Weekend Warm-Up: Climbing Beluga

In 2014, four Canadians — Paul McSorley, Joshua Lavigne, Crosby Johnston and Tony Richardson — travelled to remote Baffin Island to attempt a first ascent of the north face of Beluga Spire.

The idea came to them when they skied Walker Arm — an offshoot of Sam Ford Fiord, home to the highest cliffs in the world — and they saw the 1,300m wall every day from their camp. They wondered why it had never been climbed and eventually they decided to take on the challenge themselves.


Photo: Paul McSorley


They arrived in the village of Clyde River in late July. They chose to deal with the open water and warmer temperatures of summer than late spring, when the weather is colder but the ocean is still conveniently frozen and the wall can be reached by snowmobile.

The group boat into precipitous Sam Ford Fjord. Photo: Joshua Lavigne


Over the next few days, they made two attempts to reach the Broad Peak Glacier where they would leave their guide and attempt Beluga Spire. The 160km boat ride takes six hours in good weather, but with wind and shifting pack ice, it eventually required nearly 12 hours to make it into the Sam Ford Fjord.

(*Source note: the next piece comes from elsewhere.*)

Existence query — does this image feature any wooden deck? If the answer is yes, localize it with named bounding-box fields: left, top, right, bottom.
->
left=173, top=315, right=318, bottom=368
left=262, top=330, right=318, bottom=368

“When we rounded Baffin Bay into Sam Ford Fjord, the sight was flabbergasting,” said Paul McSorely. “Wall after giant wall shot out of the sea like a hundred Yosemites sardined into one place.”

The route. Photo: Joshua Lavigne


Over the next two days, they made their hard-earned first ascent. They christened the 1,100m route Harpoon and rated it VI 5.12 A1. Two of the 29 pitches required short sections of aid.